Preventing cancer and heart disease — do antioxidants help?

Epidemiologic observations show lower cancer rates in people whose diets are rich in fruits and vegetables. This has lead to the theory that these diets contain substances, possibly antioxidants, which protect against the development of cancer. There is currently intense scientific investigation into this topic. Thus far, none of the large, well designed studies have shown that dietary supplementation with extra antioxidants reduces the risk of developing cancer. In fact one study demonstrated an increased risk of lung cancer in male smokers who took antioxidants vs. male smoker who did not supplement. Whether this effect was from the antioxidants is unknown but it does raise the issue that antioxidants may be harmful under certain conditions.

Antioxidants are also thought to have a role in slowing the aging process and preventing heart disease and strokes, but the data is still inconclusive. Therefore from a public health perspective it is premature to make recommendations regarding antioxidant supplements and disease prevention. New data from ongoing studies will be available in the next few years and will shed more light on this constantly evolving area. Perhaps the best advice, which comes from several authorities in cancer prevention, is to eat 5 servings of fruit or vegetables per day.

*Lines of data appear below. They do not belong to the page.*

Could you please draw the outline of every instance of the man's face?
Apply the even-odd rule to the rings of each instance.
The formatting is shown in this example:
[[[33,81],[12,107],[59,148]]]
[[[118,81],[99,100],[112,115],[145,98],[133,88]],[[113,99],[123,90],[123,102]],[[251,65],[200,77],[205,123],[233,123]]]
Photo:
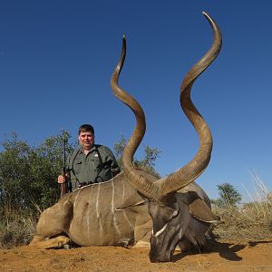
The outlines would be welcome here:
[[[94,135],[92,131],[81,131],[78,140],[83,148],[87,151],[90,151],[94,144]]]

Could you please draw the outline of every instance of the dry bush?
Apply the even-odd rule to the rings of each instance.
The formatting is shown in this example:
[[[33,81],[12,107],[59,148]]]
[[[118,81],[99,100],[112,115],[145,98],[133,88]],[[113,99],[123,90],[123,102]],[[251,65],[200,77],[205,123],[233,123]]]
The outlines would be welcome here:
[[[272,195],[259,178],[255,177],[255,198],[241,207],[213,207],[222,224],[213,233],[219,238],[261,239],[272,238]]]
[[[29,215],[13,212],[0,219],[0,248],[27,245],[35,233],[36,220]]]

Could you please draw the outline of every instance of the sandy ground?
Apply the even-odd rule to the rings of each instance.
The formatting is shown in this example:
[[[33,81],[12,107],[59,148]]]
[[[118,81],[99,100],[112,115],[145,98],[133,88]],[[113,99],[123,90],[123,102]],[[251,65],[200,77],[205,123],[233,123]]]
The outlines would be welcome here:
[[[272,240],[220,240],[209,252],[177,251],[173,262],[158,264],[150,262],[148,248],[20,247],[0,250],[0,271],[272,271]]]

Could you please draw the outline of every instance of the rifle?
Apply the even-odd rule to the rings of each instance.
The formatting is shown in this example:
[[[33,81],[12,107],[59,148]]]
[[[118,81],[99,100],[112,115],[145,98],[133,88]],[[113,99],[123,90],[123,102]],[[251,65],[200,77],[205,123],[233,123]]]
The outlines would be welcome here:
[[[66,143],[67,143],[67,137],[63,133],[63,167],[62,167],[62,176],[65,178],[65,181],[61,183],[61,198],[63,198],[68,191],[72,191],[72,184],[71,181],[67,181],[66,177]]]

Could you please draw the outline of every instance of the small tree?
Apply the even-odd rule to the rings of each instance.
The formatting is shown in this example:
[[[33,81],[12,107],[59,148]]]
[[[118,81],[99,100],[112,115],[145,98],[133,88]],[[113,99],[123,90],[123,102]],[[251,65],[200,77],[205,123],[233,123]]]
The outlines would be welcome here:
[[[214,204],[219,207],[236,207],[241,201],[241,194],[229,183],[218,185],[220,198],[216,199]]]

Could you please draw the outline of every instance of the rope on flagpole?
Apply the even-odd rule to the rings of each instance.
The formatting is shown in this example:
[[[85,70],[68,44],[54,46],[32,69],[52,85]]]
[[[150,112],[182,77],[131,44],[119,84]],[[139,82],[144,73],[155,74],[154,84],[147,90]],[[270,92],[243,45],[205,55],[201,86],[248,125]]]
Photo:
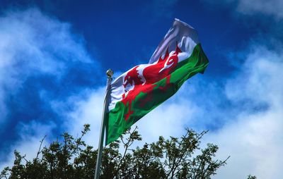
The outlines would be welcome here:
[[[108,107],[108,98],[109,98],[109,92],[111,86],[112,82],[112,76],[113,75],[114,72],[109,69],[106,71],[107,75],[107,87],[106,87],[106,94],[105,97],[104,99],[104,105],[103,105],[103,111],[102,114],[102,121],[101,121],[101,127],[100,127],[100,135],[99,138],[99,144],[98,144],[98,153],[96,160],[96,173],[94,175],[94,179],[99,179],[99,176],[100,174],[100,164],[101,164],[101,158],[102,158],[102,151],[103,149],[103,140],[104,140],[104,132],[105,129],[105,113]]]

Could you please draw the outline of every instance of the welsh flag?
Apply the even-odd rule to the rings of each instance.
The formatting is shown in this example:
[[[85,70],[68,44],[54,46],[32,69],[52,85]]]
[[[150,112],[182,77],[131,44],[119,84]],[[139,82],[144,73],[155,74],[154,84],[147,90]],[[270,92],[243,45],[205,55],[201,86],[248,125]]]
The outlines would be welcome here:
[[[111,83],[106,144],[173,95],[188,78],[203,73],[208,63],[196,30],[175,19],[149,63],[132,68]]]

Exercise and oxidative damage

Endurance exercise can increase oxygen utilization from 10 to 20 times over the resting state. This greatly increases the generation of free radicals, prompting concern about enhanced damage to muscles and other tissues. The question that arises is, how effectively can athletes defend against the increased free radicals resulting from exercise? Do athletes need to take extra antioxidants?

Because it is not possible to directly measure free radicals in the body, scientists have approached this question by measuring the by-products that result from free radical reactions. If the generation of free radicals exceeds the antioxidant defenses then one would expect to see more of these by-products. These measurements have been performed in athletes under a variety of conditions.

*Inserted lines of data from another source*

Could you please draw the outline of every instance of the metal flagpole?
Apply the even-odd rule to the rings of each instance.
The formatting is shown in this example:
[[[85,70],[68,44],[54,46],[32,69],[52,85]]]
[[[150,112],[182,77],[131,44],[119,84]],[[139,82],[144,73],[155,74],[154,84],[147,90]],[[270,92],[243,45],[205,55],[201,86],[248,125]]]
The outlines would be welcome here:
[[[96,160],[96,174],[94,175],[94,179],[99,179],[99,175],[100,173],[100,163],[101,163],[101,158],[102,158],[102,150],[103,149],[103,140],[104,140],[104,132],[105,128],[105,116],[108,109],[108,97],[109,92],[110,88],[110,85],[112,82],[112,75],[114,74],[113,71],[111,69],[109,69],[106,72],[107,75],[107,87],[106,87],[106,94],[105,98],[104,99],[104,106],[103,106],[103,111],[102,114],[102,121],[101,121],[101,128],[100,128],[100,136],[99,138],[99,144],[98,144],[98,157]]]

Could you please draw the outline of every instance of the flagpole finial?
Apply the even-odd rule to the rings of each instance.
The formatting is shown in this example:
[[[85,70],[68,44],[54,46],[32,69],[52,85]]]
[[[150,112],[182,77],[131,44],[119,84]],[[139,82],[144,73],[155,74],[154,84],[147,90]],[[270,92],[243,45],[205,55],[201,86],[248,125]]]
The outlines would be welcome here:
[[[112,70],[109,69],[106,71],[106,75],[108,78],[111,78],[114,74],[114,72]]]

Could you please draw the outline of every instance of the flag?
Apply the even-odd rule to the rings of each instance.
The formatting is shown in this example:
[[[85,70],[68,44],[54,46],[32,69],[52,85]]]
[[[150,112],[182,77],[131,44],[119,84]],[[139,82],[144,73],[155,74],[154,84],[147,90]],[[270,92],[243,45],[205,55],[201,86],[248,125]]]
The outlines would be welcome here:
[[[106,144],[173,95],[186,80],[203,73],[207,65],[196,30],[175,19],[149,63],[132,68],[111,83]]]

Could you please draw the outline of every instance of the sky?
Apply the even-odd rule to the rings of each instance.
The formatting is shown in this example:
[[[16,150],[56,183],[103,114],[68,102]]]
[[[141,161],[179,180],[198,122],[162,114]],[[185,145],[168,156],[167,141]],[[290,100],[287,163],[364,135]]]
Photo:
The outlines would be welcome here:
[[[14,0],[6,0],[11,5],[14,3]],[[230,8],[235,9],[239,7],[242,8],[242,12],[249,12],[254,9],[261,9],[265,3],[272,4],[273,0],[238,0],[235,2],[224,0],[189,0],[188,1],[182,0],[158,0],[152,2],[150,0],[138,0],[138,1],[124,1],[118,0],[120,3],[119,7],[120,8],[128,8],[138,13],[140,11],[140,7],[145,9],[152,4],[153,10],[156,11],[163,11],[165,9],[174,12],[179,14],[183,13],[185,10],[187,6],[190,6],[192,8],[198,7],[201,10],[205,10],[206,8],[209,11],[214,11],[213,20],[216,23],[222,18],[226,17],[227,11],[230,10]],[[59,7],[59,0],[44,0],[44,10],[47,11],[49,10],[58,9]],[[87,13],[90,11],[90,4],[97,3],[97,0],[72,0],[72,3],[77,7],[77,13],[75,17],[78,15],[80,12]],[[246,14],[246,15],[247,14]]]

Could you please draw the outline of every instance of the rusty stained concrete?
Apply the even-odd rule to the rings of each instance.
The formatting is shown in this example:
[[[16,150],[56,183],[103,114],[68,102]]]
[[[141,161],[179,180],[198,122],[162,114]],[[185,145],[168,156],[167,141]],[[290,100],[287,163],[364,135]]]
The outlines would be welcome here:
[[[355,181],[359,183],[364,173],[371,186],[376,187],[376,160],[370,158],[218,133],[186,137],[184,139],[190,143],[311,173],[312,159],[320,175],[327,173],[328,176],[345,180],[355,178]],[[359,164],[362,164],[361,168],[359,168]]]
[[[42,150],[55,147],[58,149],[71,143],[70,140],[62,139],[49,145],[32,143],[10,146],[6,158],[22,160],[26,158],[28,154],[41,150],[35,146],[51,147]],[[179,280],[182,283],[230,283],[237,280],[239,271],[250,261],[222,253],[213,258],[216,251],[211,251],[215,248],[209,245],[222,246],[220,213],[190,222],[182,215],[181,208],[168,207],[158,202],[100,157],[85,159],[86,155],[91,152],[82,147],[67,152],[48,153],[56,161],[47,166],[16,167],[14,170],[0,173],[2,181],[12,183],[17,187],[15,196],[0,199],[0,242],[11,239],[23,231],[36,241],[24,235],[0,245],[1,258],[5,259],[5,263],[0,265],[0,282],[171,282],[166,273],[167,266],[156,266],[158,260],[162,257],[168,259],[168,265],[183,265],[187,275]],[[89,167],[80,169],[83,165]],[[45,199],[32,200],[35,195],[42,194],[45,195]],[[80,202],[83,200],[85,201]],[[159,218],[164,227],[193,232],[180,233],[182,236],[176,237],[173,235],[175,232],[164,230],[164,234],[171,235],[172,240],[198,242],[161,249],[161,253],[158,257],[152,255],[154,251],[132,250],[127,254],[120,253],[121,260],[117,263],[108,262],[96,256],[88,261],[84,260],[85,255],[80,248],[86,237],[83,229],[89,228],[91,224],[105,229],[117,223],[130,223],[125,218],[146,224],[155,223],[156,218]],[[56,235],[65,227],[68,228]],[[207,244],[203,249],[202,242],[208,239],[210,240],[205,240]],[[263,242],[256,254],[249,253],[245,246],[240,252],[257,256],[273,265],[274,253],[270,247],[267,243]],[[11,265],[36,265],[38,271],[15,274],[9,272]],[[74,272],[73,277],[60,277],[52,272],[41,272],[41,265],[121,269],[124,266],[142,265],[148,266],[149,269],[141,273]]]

Several interesting concepts have emerged from these types of experimental studies. Regular physical exercise enhances the antioxidant defense system and protects against exercise induced free radical damage. This is an important finding because it shows how smart the body is about adapting to the demands of exercise. These changes occur slowly over time and appear to parallel other adaptations to exercise.

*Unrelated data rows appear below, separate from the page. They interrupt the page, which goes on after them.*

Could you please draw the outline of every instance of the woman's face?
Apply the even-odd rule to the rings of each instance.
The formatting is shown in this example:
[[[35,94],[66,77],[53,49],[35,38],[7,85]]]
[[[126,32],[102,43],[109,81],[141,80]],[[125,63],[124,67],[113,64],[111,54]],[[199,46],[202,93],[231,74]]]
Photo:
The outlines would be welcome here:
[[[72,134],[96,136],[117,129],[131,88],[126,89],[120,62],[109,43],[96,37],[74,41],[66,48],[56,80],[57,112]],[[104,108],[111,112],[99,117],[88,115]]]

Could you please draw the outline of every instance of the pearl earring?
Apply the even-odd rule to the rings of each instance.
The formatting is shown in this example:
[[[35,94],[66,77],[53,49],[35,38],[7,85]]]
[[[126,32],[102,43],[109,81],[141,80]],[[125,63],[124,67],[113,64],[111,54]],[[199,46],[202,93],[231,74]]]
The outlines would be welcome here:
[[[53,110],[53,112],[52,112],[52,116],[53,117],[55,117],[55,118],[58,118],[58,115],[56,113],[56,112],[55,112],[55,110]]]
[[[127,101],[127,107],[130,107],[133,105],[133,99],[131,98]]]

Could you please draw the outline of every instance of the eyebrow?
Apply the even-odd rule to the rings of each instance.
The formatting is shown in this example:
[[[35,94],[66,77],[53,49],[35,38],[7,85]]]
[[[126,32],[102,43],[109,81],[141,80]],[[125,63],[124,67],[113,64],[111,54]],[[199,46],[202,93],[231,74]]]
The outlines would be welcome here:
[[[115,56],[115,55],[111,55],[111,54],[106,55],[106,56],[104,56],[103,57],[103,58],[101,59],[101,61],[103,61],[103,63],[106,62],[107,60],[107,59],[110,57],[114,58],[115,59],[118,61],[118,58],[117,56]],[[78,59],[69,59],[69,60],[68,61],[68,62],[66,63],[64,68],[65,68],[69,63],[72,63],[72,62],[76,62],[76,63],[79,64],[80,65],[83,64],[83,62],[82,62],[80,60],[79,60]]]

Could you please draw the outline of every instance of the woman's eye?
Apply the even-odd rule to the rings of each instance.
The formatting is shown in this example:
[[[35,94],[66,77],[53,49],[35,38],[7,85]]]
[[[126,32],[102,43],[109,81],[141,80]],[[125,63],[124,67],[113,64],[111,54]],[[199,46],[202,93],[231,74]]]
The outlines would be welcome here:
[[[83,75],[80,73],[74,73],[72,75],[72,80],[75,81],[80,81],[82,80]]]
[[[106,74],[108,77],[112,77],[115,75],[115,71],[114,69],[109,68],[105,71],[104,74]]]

On the other hand, intense exercise in untrained individuals overwhelms defenses resulting in increased free radical damage. Thus, the “weekend warrior” who is predominantly sedentary during the week but engages in vigorous bouts of exercise during the weekend may be doing more harm than good. To this end there are many factors which may determine whether exercise induced free radical damage occurs, including degree of conditioning of the athlete, intensity of exercise, and diet.